What I learned at SXSW Interactive 2007

2007 was my first year at SXSW Interactive. (Despite the fact I have lived in Austin for over 3 years now). It was a fantastic experience. The panels were packed with tasty bits of information and the social scene was equally as enriching.

Typically, around 3pm each day I felt my brain had hit its capacity for new information, and I really wanted to pause to research all the things I just learned. But, SXSW had other plans for me… more panels and parties of course! Ah, SXSW giveth and SXSW taketh away.
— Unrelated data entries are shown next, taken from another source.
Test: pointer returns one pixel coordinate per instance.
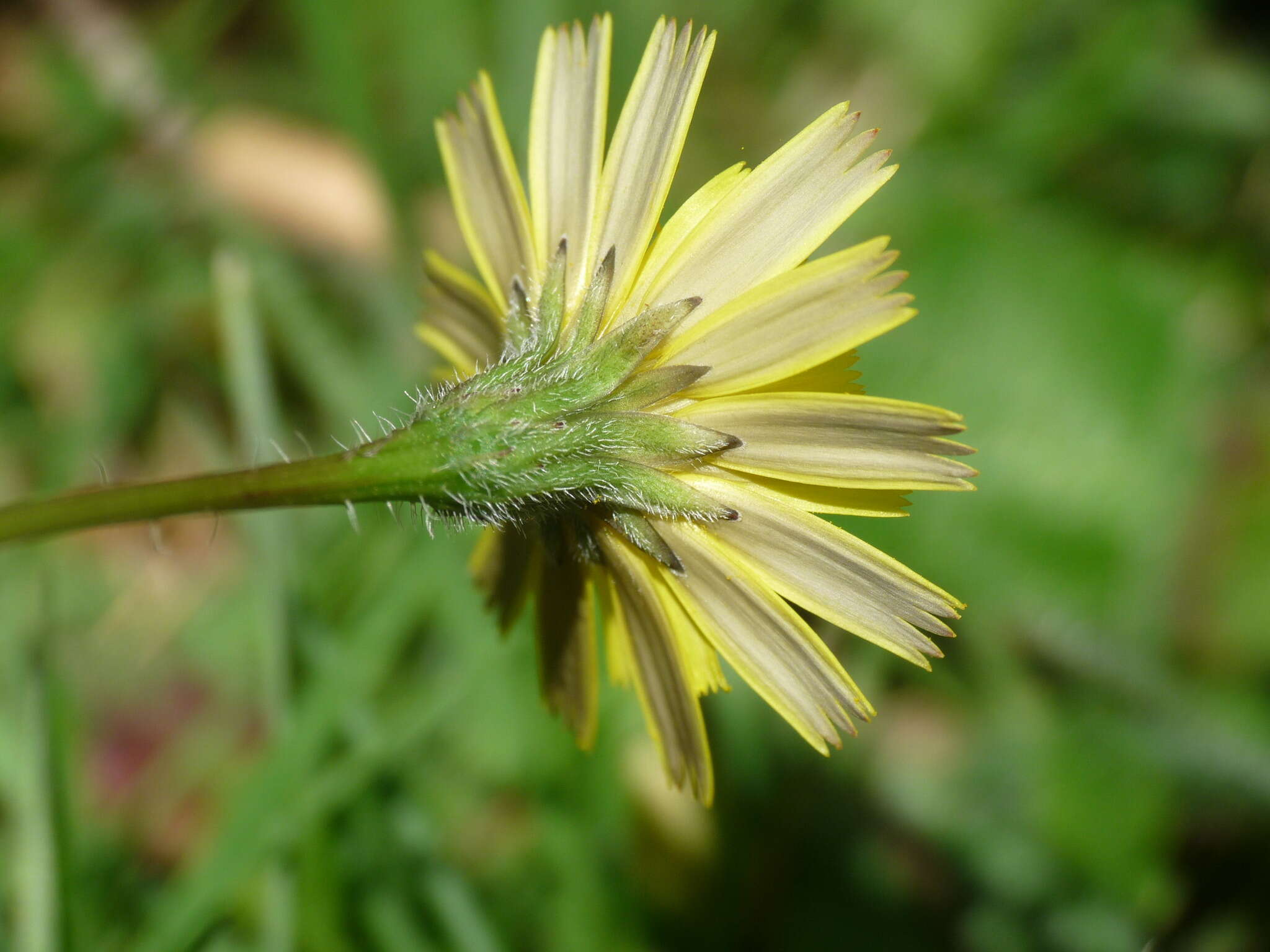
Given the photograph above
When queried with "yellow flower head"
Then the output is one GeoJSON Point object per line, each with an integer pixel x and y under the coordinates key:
{"type": "Point", "coordinates": [693, 408]}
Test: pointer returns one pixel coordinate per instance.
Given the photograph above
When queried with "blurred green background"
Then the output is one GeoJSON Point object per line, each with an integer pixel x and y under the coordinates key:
{"type": "Point", "coordinates": [272, 733]}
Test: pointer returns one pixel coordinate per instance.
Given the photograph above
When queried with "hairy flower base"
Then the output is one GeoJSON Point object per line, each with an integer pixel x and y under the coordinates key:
{"type": "Point", "coordinates": [557, 430]}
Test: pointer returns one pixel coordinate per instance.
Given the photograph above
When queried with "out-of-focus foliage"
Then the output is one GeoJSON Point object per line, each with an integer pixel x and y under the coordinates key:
{"type": "Point", "coordinates": [276, 733]}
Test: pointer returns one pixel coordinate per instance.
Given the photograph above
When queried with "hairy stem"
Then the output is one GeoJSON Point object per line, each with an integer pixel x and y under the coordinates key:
{"type": "Point", "coordinates": [355, 477]}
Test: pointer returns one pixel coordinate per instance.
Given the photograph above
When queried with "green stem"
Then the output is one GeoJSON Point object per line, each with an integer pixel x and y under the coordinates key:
{"type": "Point", "coordinates": [355, 477]}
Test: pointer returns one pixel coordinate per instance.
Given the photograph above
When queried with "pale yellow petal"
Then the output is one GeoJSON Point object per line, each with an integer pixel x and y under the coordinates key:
{"type": "Point", "coordinates": [837, 439]}
{"type": "Point", "coordinates": [686, 218]}
{"type": "Point", "coordinates": [776, 218]}
{"type": "Point", "coordinates": [568, 667]}
{"type": "Point", "coordinates": [670, 703]}
{"type": "Point", "coordinates": [568, 121]}
{"type": "Point", "coordinates": [486, 187]}
{"type": "Point", "coordinates": [763, 639]}
{"type": "Point", "coordinates": [831, 573]}
{"type": "Point", "coordinates": [794, 322]}
{"type": "Point", "coordinates": [647, 144]}
{"type": "Point", "coordinates": [463, 322]}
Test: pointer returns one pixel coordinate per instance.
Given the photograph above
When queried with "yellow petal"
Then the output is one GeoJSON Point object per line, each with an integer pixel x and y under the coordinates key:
{"type": "Point", "coordinates": [776, 218]}
{"type": "Point", "coordinates": [486, 187]}
{"type": "Point", "coordinates": [833, 376]}
{"type": "Point", "coordinates": [763, 639]}
{"type": "Point", "coordinates": [647, 146]}
{"type": "Point", "coordinates": [618, 644]}
{"type": "Point", "coordinates": [794, 322]}
{"type": "Point", "coordinates": [505, 565]}
{"type": "Point", "coordinates": [670, 703]}
{"type": "Point", "coordinates": [837, 439]}
{"type": "Point", "coordinates": [568, 120]}
{"type": "Point", "coordinates": [818, 499]}
{"type": "Point", "coordinates": [831, 573]}
{"type": "Point", "coordinates": [567, 648]}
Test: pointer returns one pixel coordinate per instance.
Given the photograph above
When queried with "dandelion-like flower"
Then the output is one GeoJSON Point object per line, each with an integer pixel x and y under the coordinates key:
{"type": "Point", "coordinates": [658, 415]}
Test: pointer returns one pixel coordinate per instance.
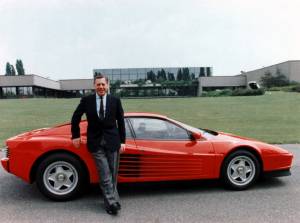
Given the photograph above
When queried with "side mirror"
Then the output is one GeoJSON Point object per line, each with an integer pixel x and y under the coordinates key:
{"type": "Point", "coordinates": [196, 135]}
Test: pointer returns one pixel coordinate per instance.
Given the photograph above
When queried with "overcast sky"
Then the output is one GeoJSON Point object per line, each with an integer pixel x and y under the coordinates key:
{"type": "Point", "coordinates": [69, 38]}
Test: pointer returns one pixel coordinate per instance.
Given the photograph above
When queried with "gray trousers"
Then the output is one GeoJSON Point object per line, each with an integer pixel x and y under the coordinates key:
{"type": "Point", "coordinates": [107, 163]}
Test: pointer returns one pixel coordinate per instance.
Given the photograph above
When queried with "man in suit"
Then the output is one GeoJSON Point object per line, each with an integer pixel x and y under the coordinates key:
{"type": "Point", "coordinates": [105, 137]}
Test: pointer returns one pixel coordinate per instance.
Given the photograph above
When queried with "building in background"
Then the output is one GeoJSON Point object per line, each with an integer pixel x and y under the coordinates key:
{"type": "Point", "coordinates": [142, 82]}
{"type": "Point", "coordinates": [291, 69]}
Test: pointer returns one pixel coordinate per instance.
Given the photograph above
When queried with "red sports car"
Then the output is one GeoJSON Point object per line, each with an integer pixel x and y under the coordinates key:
{"type": "Point", "coordinates": [157, 149]}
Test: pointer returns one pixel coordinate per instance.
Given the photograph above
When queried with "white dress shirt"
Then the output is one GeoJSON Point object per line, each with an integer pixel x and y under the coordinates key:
{"type": "Point", "coordinates": [98, 99]}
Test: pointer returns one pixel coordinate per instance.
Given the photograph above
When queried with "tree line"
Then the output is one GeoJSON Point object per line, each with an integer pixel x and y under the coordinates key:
{"type": "Point", "coordinates": [11, 71]}
{"type": "Point", "coordinates": [183, 74]}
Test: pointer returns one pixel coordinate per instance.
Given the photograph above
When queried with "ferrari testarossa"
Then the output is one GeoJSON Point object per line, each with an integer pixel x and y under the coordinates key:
{"type": "Point", "coordinates": [157, 149]}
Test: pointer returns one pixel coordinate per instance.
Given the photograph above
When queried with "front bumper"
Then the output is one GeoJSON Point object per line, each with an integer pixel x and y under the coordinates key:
{"type": "Point", "coordinates": [5, 159]}
{"type": "Point", "coordinates": [278, 173]}
{"type": "Point", "coordinates": [5, 163]}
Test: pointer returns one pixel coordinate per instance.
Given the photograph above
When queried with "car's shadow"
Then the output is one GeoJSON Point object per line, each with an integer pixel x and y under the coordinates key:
{"type": "Point", "coordinates": [15, 189]}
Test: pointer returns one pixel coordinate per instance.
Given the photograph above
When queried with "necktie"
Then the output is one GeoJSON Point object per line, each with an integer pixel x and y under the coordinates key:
{"type": "Point", "coordinates": [101, 112]}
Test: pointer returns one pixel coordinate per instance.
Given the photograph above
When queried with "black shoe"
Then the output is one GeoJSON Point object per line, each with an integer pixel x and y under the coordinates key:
{"type": "Point", "coordinates": [118, 206]}
{"type": "Point", "coordinates": [113, 209]}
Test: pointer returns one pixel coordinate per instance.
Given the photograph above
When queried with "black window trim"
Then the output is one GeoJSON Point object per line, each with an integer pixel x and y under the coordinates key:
{"type": "Point", "coordinates": [134, 135]}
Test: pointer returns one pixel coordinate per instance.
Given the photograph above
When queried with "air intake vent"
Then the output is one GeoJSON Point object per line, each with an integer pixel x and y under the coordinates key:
{"type": "Point", "coordinates": [6, 152]}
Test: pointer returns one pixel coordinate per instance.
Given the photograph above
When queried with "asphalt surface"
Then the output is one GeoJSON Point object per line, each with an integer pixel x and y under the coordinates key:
{"type": "Point", "coordinates": [271, 200]}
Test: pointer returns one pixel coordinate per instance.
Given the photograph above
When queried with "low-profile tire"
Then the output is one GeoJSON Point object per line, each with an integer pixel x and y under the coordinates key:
{"type": "Point", "coordinates": [60, 177]}
{"type": "Point", "coordinates": [240, 170]}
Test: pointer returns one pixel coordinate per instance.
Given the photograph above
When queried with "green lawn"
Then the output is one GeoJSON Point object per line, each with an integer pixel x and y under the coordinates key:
{"type": "Point", "coordinates": [274, 117]}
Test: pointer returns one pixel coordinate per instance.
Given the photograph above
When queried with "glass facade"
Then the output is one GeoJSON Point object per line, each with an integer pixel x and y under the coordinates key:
{"type": "Point", "coordinates": [132, 74]}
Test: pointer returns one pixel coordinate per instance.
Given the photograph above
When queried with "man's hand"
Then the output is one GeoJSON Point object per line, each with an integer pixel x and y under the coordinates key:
{"type": "Point", "coordinates": [122, 148]}
{"type": "Point", "coordinates": [76, 142]}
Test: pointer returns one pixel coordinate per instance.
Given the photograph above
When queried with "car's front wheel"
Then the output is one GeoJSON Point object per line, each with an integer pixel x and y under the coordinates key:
{"type": "Point", "coordinates": [60, 176]}
{"type": "Point", "coordinates": [240, 170]}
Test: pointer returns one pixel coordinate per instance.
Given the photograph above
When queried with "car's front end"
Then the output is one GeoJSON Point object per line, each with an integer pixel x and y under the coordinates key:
{"type": "Point", "coordinates": [5, 158]}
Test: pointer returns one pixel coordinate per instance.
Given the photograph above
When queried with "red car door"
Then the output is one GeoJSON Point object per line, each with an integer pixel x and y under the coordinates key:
{"type": "Point", "coordinates": [166, 151]}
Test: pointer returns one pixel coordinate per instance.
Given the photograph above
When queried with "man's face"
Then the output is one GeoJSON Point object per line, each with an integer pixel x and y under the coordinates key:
{"type": "Point", "coordinates": [101, 86]}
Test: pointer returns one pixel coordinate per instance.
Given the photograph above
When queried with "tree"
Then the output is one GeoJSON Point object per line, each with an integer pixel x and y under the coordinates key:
{"type": "Point", "coordinates": [171, 77]}
{"type": "Point", "coordinates": [13, 71]}
{"type": "Point", "coordinates": [8, 69]}
{"type": "Point", "coordinates": [202, 72]}
{"type": "Point", "coordinates": [179, 75]}
{"type": "Point", "coordinates": [186, 74]}
{"type": "Point", "coordinates": [161, 75]}
{"type": "Point", "coordinates": [20, 68]}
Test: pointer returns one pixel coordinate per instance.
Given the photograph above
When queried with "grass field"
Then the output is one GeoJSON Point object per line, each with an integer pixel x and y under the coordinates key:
{"type": "Point", "coordinates": [274, 117]}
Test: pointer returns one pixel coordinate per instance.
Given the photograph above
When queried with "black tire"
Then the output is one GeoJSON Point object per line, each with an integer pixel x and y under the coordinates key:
{"type": "Point", "coordinates": [60, 177]}
{"type": "Point", "coordinates": [240, 170]}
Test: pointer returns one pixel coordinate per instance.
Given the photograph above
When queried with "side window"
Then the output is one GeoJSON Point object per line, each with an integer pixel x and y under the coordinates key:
{"type": "Point", "coordinates": [151, 128]}
{"type": "Point", "coordinates": [128, 132]}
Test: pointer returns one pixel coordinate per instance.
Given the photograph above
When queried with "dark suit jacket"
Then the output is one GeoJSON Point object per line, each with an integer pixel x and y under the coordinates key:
{"type": "Point", "coordinates": [111, 129]}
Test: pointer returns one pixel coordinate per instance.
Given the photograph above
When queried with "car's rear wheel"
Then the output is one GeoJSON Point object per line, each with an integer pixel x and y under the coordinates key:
{"type": "Point", "coordinates": [240, 170]}
{"type": "Point", "coordinates": [60, 176]}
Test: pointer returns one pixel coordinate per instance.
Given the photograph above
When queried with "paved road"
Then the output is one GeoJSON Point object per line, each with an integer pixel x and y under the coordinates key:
{"type": "Point", "coordinates": [275, 200]}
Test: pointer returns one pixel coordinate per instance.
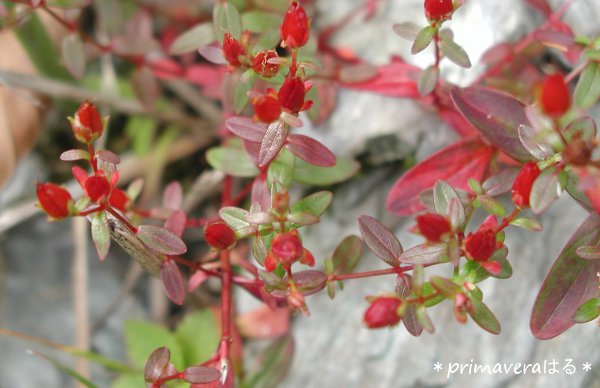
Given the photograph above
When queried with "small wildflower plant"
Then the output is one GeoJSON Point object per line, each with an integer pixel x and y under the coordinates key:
{"type": "Point", "coordinates": [531, 146]}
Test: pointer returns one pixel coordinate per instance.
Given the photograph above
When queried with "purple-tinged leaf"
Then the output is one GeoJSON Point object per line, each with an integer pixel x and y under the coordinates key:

I did manage to jot down some key points that I wanted to remember and/or research after the event ended. So, here for you, are my notes from SXSW. Enjoy đŸ˜‰

For those short on time

General SXSW Attendance

  • Bring good business cards to the event.
  • Goto the after hours parties. (Admittedly, I didn’t do enough of this. But I will next year.)
  • Ask questions in panels. (This I did do. It’s a little intimidating going up to the microphone, but it gets easier the more you do it.)
  • Know what to say when someone asks the question “What do you do?”
  • Travel light to avoid trips to the car or hotel.

Business

  • Development costs are the most expensive costs for creating a startup application.
  • Reviews were mixed about outsourcing application development oversees. It seemed like those who were hesitant about outsourcing oversees had plenty of venture capital and worried about communication problems.
  • Company transparency is great for developing customer loyalty and is good PR.
  • Great customer support is the new marketing.
  • Research who your market is, segment them, and then market directly to each segment.
  • Virtual gifts, such as the flower on hotornot.com, are an interesting way to monetize social web applications.
  • Subscription fees that unlock advanced features of your web application is a good alternative to adding ads to your site.
  • Ads on subscription based sites can be used to encourage and remind non subscribers to subscribe.
  • Adding “We will never sell your email address” to your form is a simple way to gain user trust.

SEO

  • One method to test what keywords work for your site is to purchase a bundle of pay per click ads using the keywords you’re speculating on. Then look at the metrics to see which keywords outperformed the others.
  • SEO using keyword ratios is overrated. Quality link backs are the key.
  • SEO is not just good for search. It also helps deliver more accurate contextual ads from ad provider networks such as Google AdSense.

Technical

  • Microformats are simple to implement and add extensibility to your content.
  • After seeing the Microformat panel at SXSW, I’ve become such a big fan of the concept that I’m adding another bullet point here to encourage you to go research the topic.
  • Operator Firefox add-on is an interesting tool to take advantage of existing Microformats.
  • Selenium is great for testing AJAX. (I already new that, but it was nice to have it verified.)

Miscellaneous

  • Laughing Squid Web Hosting comes highly recommended. (I recommend NearlyFreeSpeech.net if anyone cares.)
  • Feedburner rocks for gathering site feed statistics.
  • Geni.com looks like a pretty cool genealogy web app.
  • Tacoda.com seems like an excellent ad sharing network.
  • Everyone is in love with the Firebug Firefox add-on.
  • Bruce Sterling’s rant was awesome. He mentioned several interesting topics and people I intend to research further.
  • Ryan Carson seems like a good entrepreneur to model. I’ll be checking out his wittings and ventures.